The last sentence makes me scratch my head. Surely it was written in jest, right?

"A religion for the anti-religious." Read that over and over again. It's patently absurd. Monty Python could not have produced anything more absurd, because it's like saying the North Pole is the South Pole, or that people who don't kill people are murderers, they simply wait for their victims to die of natural causes. Not only that, it reeks of post-modernism! I won't go so far as to accuse you of being a post-modernist. What worse insult could one literate person bestow upon another?

4:15 PM  
Blogger kmosser said...

"I won't go so far as to accuse you of being a post-modernist.
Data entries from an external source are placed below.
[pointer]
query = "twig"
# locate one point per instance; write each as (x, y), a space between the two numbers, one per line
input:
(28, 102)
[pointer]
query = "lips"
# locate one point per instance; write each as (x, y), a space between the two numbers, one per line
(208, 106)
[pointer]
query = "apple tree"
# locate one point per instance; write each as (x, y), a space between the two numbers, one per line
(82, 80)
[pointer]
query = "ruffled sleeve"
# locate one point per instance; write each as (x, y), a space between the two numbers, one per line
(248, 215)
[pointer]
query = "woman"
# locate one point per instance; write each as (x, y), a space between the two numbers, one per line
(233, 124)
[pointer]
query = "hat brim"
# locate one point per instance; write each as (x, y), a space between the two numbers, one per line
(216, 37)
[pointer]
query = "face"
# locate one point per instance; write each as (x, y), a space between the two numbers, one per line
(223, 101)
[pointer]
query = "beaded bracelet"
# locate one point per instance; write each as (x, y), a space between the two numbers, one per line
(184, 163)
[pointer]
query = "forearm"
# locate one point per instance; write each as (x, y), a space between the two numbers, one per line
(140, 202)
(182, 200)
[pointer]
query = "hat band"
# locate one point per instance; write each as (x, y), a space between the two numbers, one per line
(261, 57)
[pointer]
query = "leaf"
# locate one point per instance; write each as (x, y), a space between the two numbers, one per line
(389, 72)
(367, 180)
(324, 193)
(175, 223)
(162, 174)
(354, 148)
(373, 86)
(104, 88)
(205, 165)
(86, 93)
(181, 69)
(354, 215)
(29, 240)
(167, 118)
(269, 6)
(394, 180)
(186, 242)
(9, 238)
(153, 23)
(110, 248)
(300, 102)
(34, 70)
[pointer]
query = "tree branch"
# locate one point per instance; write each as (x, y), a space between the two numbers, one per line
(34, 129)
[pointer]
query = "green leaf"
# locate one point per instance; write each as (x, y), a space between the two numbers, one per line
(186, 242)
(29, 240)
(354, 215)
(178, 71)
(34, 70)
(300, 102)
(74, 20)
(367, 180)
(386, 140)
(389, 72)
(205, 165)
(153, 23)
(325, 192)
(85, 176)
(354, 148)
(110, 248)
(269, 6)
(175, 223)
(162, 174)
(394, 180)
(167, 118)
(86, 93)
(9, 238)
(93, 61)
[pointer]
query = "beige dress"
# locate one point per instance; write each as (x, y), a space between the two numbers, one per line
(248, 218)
What worse insult could one literate person bestow upon another?"

How about

"Michigan PhD in philosophy"?

or

"French"?

11:41 AM  
Blogger Bazarov said...

The first I'm not qualified to agree or disagree with.
The second seems to me to not be so much an insult, unless you're American. Likewise, to insult a French person you probably couldn't beat calling them American. I'm convinced the reason the French and Americans despise one another so much is because they're so alike. France was once in the position that the USA presently enjoys. It was a world power, a leader in military might, the place to be for mathematics and science, and if you wanted to know what was going on in the developed world you'd better know some French. Now it's English and America. The French are bitter about this I think. And Americans are like French people without the seductive sounding language, though America's been dominating in international wine contests for the past decade or so: only more reason for the French to despise Americans.

P.S. I've subsequently looked up 'postmodernism' and it appears to have multiple definitions and usages. I suppose I meant it in its extreme form of relativism, such as all viewpoints of the Universe are on equal footing or that the rantings of a witchdoctor, shaman, priest, reverend are all of equal value with the perspectives attained through the scientific method.